As of iOS6, Apple replaced the well-known Google Maps app with one of their own. And ever since its launch, there’s been strong controversy surrounding it. Map data and POIs have frequently been found to be inaccurate by users around the world and satellite imagery has been rather spotty, interchanging between high and low res, different times of day and even seasons all on the territory of one and the same town.
The new Maps app has been rushed to the market and it’s far from ready for prime time. And that got the anger of users, who have been voicing their discontent online quite loudly (and originally, too).
Apple’s competitors didn’t miss the opportunity to take a jab at the the quality of provided maps with both the Google-owned Motorola and Nokia making public their ill-concealed satisfaction from the situation.
You would think that in times like these Google would jump straight ahead and release a dedicated native Google Maps to iOS devices? Well, not so fast, if you ask Eric Schmidt, one of the men at the top over at Google.
In fact, Reuters has him quoted saying that “We think it would have been better if they had kept ours. But what do I know? What were we going to do, force them not to change their mind? It’s their call.” Schmidt also added that no Google Maps application has been submitted to Apple’s AppStore and that Google will be leaving the decision whether Apple would want one completely in Apple’s hands.
This comes hot after rumors surfaced online that Google has indeed prepared a native Google Maps app and it has even submitted it to the AppStore for approval.
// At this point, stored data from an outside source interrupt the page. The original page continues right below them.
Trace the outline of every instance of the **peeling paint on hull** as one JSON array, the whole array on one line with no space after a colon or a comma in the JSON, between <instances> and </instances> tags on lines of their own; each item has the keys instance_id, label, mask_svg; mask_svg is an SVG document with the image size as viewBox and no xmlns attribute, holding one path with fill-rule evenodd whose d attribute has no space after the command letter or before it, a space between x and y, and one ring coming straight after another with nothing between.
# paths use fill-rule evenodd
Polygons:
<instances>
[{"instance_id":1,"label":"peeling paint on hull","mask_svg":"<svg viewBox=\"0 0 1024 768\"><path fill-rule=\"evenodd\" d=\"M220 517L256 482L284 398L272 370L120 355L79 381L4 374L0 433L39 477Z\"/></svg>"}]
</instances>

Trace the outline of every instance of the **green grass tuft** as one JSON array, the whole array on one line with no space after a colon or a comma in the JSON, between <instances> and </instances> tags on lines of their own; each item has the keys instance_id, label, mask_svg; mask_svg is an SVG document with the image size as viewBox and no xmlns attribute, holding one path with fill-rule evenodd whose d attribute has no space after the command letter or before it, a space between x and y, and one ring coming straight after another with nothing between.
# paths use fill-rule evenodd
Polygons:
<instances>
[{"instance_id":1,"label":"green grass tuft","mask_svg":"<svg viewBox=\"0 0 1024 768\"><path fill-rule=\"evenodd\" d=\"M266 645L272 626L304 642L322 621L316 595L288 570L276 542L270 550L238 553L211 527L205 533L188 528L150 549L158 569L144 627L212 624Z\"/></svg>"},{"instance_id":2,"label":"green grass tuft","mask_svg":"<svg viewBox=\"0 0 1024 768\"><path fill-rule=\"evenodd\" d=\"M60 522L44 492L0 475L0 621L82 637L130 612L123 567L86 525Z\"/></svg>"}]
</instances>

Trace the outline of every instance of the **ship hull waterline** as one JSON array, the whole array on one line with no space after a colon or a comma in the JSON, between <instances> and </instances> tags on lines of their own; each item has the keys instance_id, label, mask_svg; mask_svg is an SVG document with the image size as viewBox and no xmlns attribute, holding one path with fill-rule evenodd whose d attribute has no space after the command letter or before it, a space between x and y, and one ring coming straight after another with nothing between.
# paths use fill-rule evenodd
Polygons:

And I gotta tell you, it really makes sense for Google to back off now and not do anything, letting Apple soak in the full publicity negatives of their solo move. Submitting a Google Maps app right now would only ease off the blow and allow Apple some slack to improve its Maps app.
I can’t help but put myself in Apple’s shoes too. Going rogue and against the well-established online map authority is bound to make many users unhappy. But this was a logical step having in mind how they see Android as ripping them off and how Google Maps on iOS has been stalling in its development the past few years.
History shows that a move like Apple’s may not be the best idea (Microsoft and its Bing Maps), but we also have evidence in the opposite direction as well. Nokia Maps for instance, has proved that competing successfully with Google in mobile maps is a feasible task.
So what do you think? Is it the Google Maps’ way or the highway for Apple?